Peeling off my sock, I hop to the laundry room on one foot, toss the sock in with the load that’s washing, flop my foot into the sink and wash it off, grab the neutralizing pee-pee spray and paper towels, hop back, clean up the puddle, toss everything in the trash, and get the dog outside even though it’s too late and he’s already gone to the bathroom.
My kids are still not downstairs.
I march my damp foot upstairs and enter each room again. One child is splayed naked in a pile of clothes. One is huddled under the covers. One is having a total meltdown with a hair straightener and a ponytail that won’t defy the laws of physics.
All three scream at me.
I slide the one still in bed onto the floor as gently as possible. I toss clothes on his crumpled body and stretch clean undies over his face, whispering in his ear, “Put these on.”
I jog back downstairs, pick up my coffee, remember breakfast, set it back down, pull out the cereal and milk, then run back up to check the progress. Naked girl has put on her entire wardrobe and somehow gotten hold of big sister’s lipgloss, which she’s wearing as blush. Fine. Good enough.
In the next room, the hair straightener situation has unraveled and the ponytail bit the dust. She now wants me to attempt a complicated series of braids with ten minutes to go before the bus comes. My fingers feel numb, but I get in there and make magic. She inspects the results, discovers a microscopic bump in the back, and rips the whole thing out.
Undie-Head has finally gotten dressed and fallen back asleep on the floor. I pick him up using a fireman’s carry, drag him to the bathroom, insert a toothbrush in his mouth, and try to brush his hair.
They make it downstairs, when I realize they aren’t wearing shoes. They have no idea where the shoes are; the shoes do not exist in this world; they are in a parallel dimension.
We find the shoes. No one is wearing socks.
I take off the shoes, run upstairs for the socks, pull on the socks, and pull on the shoes while shoving bites of cereal at them.
The elementary bus is beeping up the street. We get out the door and on the way to the bus stop they scream at me, “Why didn’t you wake us up earlier?!?” I reply, “I woke you up an hour ago.” They do not believe me. This is all my fault.

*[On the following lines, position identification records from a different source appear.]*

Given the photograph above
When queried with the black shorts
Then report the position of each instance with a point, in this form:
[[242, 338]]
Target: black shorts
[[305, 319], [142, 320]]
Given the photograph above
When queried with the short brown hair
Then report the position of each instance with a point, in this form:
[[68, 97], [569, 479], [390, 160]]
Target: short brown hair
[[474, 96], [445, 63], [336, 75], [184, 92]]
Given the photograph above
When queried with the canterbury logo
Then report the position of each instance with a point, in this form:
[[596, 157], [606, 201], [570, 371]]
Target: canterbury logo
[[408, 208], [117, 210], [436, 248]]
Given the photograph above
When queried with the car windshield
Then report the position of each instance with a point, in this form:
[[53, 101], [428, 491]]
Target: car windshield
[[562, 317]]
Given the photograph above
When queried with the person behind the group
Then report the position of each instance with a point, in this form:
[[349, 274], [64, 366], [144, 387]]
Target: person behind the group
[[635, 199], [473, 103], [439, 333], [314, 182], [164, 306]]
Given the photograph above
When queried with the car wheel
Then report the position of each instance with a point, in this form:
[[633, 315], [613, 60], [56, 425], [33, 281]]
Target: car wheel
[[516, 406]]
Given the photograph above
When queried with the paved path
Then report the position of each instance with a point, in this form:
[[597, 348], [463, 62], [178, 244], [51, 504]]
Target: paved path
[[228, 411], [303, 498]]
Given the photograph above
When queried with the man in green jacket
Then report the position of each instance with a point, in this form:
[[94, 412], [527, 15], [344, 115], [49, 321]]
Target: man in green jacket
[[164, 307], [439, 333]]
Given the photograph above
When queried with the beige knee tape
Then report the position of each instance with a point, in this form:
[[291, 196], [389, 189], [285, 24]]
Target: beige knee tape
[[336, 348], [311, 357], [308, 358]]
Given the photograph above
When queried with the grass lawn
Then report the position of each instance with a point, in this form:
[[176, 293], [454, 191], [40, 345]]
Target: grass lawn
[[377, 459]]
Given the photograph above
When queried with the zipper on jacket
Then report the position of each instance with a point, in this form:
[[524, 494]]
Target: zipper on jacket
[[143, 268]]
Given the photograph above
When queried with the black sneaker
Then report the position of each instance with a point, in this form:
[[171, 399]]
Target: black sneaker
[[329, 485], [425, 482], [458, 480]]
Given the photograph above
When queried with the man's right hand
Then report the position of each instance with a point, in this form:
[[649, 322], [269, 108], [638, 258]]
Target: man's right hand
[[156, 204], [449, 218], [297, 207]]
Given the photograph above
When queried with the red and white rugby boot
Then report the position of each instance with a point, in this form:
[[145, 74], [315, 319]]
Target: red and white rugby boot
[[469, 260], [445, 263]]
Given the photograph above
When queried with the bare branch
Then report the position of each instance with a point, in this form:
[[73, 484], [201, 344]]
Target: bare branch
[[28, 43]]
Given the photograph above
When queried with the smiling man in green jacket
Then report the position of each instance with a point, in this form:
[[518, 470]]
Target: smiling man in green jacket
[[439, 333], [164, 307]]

As the bus scoops up my littles I race back to the house to check on the middle schooler’s progress. She’s downstairs looking beautiful, lipgloss on and hair perfect. “Did you brush your teeth and wash your face?” I receive a Care Bear Glare.
Back upstairs, she’s washing and brushing, which messes up her hair. Cue meltdown. I start chanting affirmation statements and bible verses to keep her head from spinning around like on The Exorcist.
I toss a granola bar at her as she stomps out the door, and the dog wags his tail.
Finally, after the elementary and middle school busses rumble away with my children, I sit down with my coffee and take a sip. It’s cold.
And this is why I’m excited for summer break.